25回目を迎えたという佐藤しのぶさんの「母の日に贈るコンサート」を聴きに行った。第1部はシューマン作曲の「女の愛と生涯」という8曲からなる歌曲を歌われたが、恋に落ちた一人の女性が愛し愛される喜びに目覚め、やがて身ごもり、しかし、最愛の夫が亡くなるという悲しい結末を迎える物語だった。その落差の表現が見事で、最後は主人公のことを思い、ドキドキしてしまった。


第2部はN響から名誉コンサートマスターの堀正文さん始め6名の奏者が登場され、佐藤しのぶさんとの共演もあれば、バイオリンやクラリネットの演奏もありという、さまざまな音楽を楽しめる贅沢で刺激に富む時間になった。

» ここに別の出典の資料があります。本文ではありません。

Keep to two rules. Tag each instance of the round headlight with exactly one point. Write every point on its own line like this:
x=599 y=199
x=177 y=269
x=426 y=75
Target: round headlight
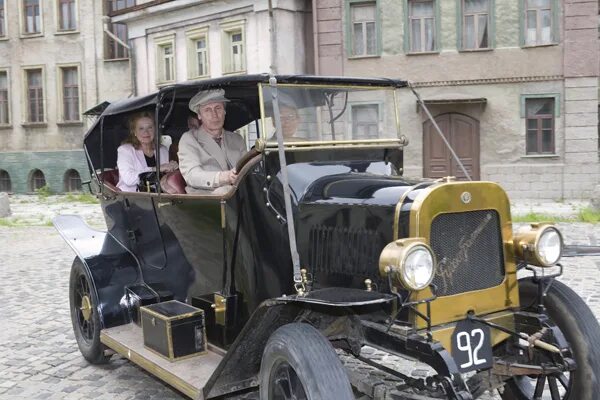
x=409 y=262
x=418 y=268
x=549 y=246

演奏と演奏の間の佐藤しのぶさんのお話もユーモアたっぷりで観客席に笑いが起こり、とても和やかな空気に包まれた。

そんな中、佐藤しのぶさんが歌われた「約束」には、亡くなった母のことが思い出され、涙が出た。死の床にありながら幼い息子の将来を案じて涙を目にためる母親が出てくるが、その歌詞のところで亡くなった母のことを思い出した。最後の入院をしていた母は半ば意識も朦朧としていたのか、私が見舞うとベッドから起き上がろうとし、「お腹が空いてるやろ?何か作るわ」と言ったのだ。それを聞いた私は何とか泣き出すのを我慢し、「お母ちゃん、食べてきた。大丈夫や」と返すのがやっとだった。

母というのは本当に有り難い存在だ。それを佐藤しのぶさんが思い出させてくれた。感謝。